Ingredients
Equipment
Method
Step-by-Step Instructions
- Rinse 1 cup of short-grain white rice under cold water. Combine with 1 ½ cups of water in a medium saucepan, bring to a boil, then reduce to a simmer. Cover and cook for about 20 minutes. Fluff and keep warm.
- In a large skillet, add 1 pound of lean ground beef over medium-high heat, cook for 5-7 minutes until browned, then drain excess fat.
- Lower the heat and stir in 2 tablespoons of gochujang, 1 tablespoon of low-sodium soy sauce, and 1 tablespoon of sesame oil. Simmer for 5 minutes until well-coated.

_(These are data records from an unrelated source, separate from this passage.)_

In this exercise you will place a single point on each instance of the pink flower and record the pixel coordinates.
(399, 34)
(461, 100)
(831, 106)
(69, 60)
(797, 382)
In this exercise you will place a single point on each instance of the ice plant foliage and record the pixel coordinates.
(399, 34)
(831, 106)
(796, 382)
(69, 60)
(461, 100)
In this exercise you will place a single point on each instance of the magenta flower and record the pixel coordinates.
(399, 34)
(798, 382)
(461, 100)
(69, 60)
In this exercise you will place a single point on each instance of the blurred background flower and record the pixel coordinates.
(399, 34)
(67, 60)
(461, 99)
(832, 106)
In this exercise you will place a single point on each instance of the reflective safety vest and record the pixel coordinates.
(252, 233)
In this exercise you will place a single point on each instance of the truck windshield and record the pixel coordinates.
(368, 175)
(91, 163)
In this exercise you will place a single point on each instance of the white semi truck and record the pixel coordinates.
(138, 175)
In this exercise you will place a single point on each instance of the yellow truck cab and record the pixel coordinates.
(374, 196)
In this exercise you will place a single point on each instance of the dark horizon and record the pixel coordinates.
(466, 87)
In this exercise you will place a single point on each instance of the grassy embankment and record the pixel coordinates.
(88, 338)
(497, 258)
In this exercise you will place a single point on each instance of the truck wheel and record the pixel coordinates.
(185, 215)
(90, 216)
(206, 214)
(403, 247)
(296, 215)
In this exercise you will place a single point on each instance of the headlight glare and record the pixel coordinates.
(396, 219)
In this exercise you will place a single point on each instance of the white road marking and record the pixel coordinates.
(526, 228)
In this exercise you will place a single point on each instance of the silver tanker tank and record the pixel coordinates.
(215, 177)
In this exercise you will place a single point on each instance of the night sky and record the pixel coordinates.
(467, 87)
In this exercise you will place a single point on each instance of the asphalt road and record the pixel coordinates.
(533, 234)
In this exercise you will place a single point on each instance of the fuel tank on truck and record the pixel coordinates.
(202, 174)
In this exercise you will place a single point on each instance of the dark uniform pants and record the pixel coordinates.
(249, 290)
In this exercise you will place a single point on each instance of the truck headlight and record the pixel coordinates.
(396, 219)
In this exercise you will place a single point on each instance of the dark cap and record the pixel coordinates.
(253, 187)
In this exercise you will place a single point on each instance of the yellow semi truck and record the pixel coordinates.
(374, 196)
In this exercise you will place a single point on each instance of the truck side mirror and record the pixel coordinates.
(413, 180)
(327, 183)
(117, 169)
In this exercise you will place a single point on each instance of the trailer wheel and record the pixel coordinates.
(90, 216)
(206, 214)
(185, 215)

- In a separate pan, heat 1 teaspoon of sesame oil, add 1 cup each of carrots, zucchini, spinach, and bean sprouts. Sauté for 5-7 minutes until tender-crisp.

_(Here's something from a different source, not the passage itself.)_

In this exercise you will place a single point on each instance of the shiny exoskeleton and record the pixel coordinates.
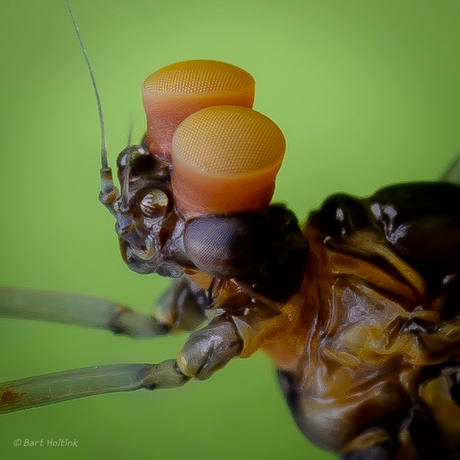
(360, 311)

- In a non-stick skillet, crack in 2 eggs and cook for 2-3 minutes until whites are set and yolks are runny.
- Assemble the bowls with rice, seasoned beef, sautéed vegetables, and top each bowl with a fried egg. Drizzle extra gochujang if desired.
Nutrition
Notes
Rinse short-grain rice for best texture. Marinate beef for deeper flavor and avoid overcrowding when sautéing vegetables.